Efendim Türkiye’de pop müzik bence gerçekten kültürel ve sanatsal kalitesi düşük de olsa iyi noktada. Sound dediğimiz aranjmanın kalitesini ifade eden olgunun gayet başarılı olması, ana akımın dünya ile yarışır işler çıkarttığını söyleyebilirim.
Çok önemli sesler ve popüler kültürümüzün müzikal temsilcileri var hayran olunan. Tarkan, Hande Yener, Gülşen, Demet Akalın, Sıla diye gider. Yeni neslin prensesi Aleyna Tilki mesela…
Hepsi ciddi popüler sound ve aranjmanlarda işler yapmaktalar.
Hani yukarıda yüz ekşite ekşite dedim ya bunu bir de burun kıvıra kıvıra hali takip eder ki bunu da müzikte görürüz pekçe çokça.
“Ağğğğ o arabesk…”, “Gırtlak döndürüyor yaaaaa,” ya da “Bu şarkı Türk Sanat Müziği galibaaağğğğ…”, “Sen müezzin ol,” gibi aşağılamaya yakın dalga geçmeye 1 kala sözler vardır mesela çok sinir olduğum.
Şimdi sevgili okurlar Türkiye Müzik piyasasının temeli arabesktir ve nağmesel alt yapıya dayanır. Yıllarca Tarkan’ın gırtlağı ve nağmeleri ile oynamadınız mı? Gülşen bestelerini evinde ud çalarak yapmakta. Ud, Türkiye ve Ortadoğu enstrümanıdır. Demet Akalın arabesk remix’çidir kanımca. Ve Sıla o harika şarkıların yaratıcısı ve yorumcusu bana kalırsa yukarıdan aşağıya arabesk nağme gırtlakları ile Türk müziğine ait makamlar ile doludur yorumu, eserleri… Aleyna Tilki en yükseldiği şarkısında rahmetli Bergen’in şarkısının birebir müziğini alarak coverlamıştır adeta ( coverlamak = düzenlemek ).
Diyeceğim o ki yıllardır aşağılanan hatta yasaklanan, burun kıvrılan o müzik tarzı bugün günümüzün taşıyıcı lokomitifidir.
Ayrıca farkındaysanız pandemi sürecinde en çok eski şarkılar dinlenmiş, Türk Sanat Müziği ve Müzeyyen Senar zirve yapmıştır. Bu toprakların insanı nağme sever. O nağme süslenir, paketlenir, değişir ama asla kaybolmaz.
Değinmek istediğim nokta bu kadar.
Nerede kalmıştık?
İstanbul, Doğu Roma İmparatorluğu yahut Bizans İmparatorluğu’ndan Padişah 2. Mehmet’in fethiyle “İstanbul” olduktan sonra “alafrangalığını” mı geliştirdi, yoksa “alaturkalığını” mı ?
A, bir de bu var; “18. yüzyıl Avrupa’sında saray kıyafetlerine ilgi duyan, Türk usulü düğün yapan, şatolarda Türk halıları, Türk lâlesi, Türk içeceği “kahve” bulundurmayı âdet edinen soylulara rastlanmaktaydı.”
Bu yazı Alaturka yaşam tarzını övmek ya da yüceltmek için yazılmamıştır.
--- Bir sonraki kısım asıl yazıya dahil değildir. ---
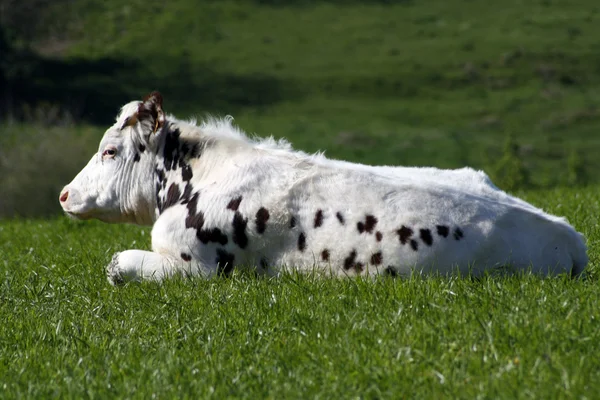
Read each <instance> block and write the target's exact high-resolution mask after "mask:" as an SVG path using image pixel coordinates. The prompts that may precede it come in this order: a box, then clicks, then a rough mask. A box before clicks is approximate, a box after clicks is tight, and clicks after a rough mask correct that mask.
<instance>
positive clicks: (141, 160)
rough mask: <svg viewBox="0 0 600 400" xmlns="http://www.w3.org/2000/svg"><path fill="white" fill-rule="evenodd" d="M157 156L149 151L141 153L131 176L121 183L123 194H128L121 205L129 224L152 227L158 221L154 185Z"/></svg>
mask: <svg viewBox="0 0 600 400" xmlns="http://www.w3.org/2000/svg"><path fill="white" fill-rule="evenodd" d="M155 159H156V156H155V155H154V154H152V153H151V152H149V151H144V152H140V157H139V158H137V157H136V160H135V161H133V162H132V163H131V165H130V166H129V167H130V169H131V173H130V174H126V175H125V176H126V179H123V180H122V181H121V182H120V186H121V193H126V195H125V196H124V201H123V203H122V204H121V213H122V214H123V215H124V216H125V219H126V220H127V222H130V223H133V224H137V225H152V224H153V223H154V221H155V220H156V216H155V211H154V210H155V207H156V200H155V196H154V189H153V185H152V184H148V183H149V182H153V179H154V164H155Z"/></svg>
Meramım yukarıdadır. He bir de sakın bir daha “Alaturka! Çok banal,” lafını duymayayım.
Umarım keyifli bir yazı olmuştur. Hem azıcık müzik dünyasına ve burunları yukarıda olanlara sitem ettim. Bir de sanki okuyucularımızı fırçalar gibi oldu ama inanın değil.